Ma le previsioni del potere vengono messe in crisi dalle prime agitazioni degli studenti. La rivoluzione tecnocratica ha bisogno di spazzare via, da una parte, la vecchia borghesia padronale nelle sue componenti conservatrici e riformiste e dall'altra, per fare questo, ha la necessità di collegarsi con la classe dei proletari.
Ogni nuova classe che tenda alla presa del potere ha bisogno di farsi portavoce dei valori dell'intera società. Senza l'appoggio della classe proletaria il Movimento Studentesco, avanguardia della classe tecnocratica che tende alla eliminazione della proprietà privata e all'instaurazione del capitalismo di stato (socialismo di stato) e che trova la sua ideologia nel "leninismo", non può sperare di battere la borghesia.
Ecco allora che dopo le agitazioni e la lotta all'interno dell'università si passa al collegamento con gli strati proletari: "Potere studentesco" diventa "Tutto il potere al popolo". Si teorizza la "proletarizzazione" degli studenti, si identificano studenti e classe operaia e la lotta diventa una sola: in una parola si fanno coincidere tout court gli interessi degli studenti con quelli degli operai. L'operazione non riesce. Il Movimento Studentesco perde la sua base di massa con l'ottenimento degli obiettivi corporativi e riformistici. Senza l'appoggio del proletariato non si può andare più in là. Rimangono i singoli quadri tra i quali ci sono molti sinceri rivoluzionari.

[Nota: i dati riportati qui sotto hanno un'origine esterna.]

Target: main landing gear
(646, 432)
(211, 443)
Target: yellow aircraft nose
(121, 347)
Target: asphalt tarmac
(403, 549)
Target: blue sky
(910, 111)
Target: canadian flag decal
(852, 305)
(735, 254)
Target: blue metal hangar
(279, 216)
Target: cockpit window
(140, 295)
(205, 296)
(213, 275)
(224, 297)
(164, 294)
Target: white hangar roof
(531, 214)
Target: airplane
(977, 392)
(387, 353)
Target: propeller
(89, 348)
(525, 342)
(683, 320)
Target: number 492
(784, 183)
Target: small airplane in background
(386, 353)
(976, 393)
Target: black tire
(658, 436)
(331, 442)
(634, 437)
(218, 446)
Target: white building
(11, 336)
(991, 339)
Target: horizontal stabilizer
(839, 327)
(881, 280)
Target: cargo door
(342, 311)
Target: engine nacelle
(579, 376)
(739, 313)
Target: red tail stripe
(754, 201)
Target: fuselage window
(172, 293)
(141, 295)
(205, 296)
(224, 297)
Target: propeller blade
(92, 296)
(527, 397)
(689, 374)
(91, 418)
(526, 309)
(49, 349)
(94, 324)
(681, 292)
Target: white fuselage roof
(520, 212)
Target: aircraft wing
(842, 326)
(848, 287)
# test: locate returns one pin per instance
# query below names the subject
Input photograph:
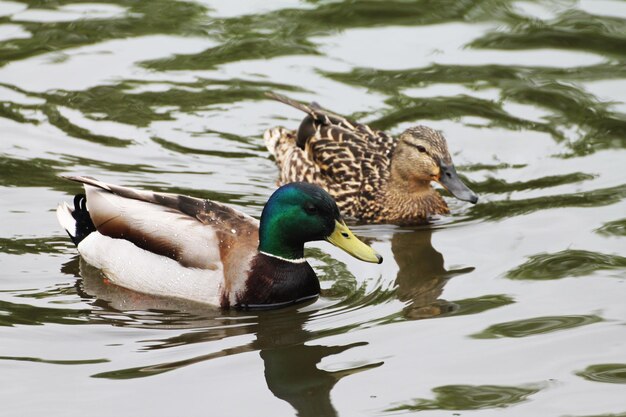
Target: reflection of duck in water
(291, 364)
(421, 275)
(290, 360)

Viene abbandonata l'Università. La pratica ha insegnato che la rivoluzione "degli studenti" non è la rivoluzione del proletariato, anche se ciò non verrà mai capito a livello cosciente ed elaborato nella teoria.
L'ortodossia "marxista-leninista" non fornisce strumenti teorici per elaborare analisi sulle classi che non sia imperniata sul discorso della "proprietà privata" (in via di estinzione nelle sue forme classiche), non avendo mai concepito che possa esistere una società classista che non tragga fondamento dalla proprietà privata ma si basi invece sulla divisione del lavoro in manuale ed intellettuale e sulla detenzione del monopolio delle conoscenze tecniche (Socialismo/Capitalismo di stato).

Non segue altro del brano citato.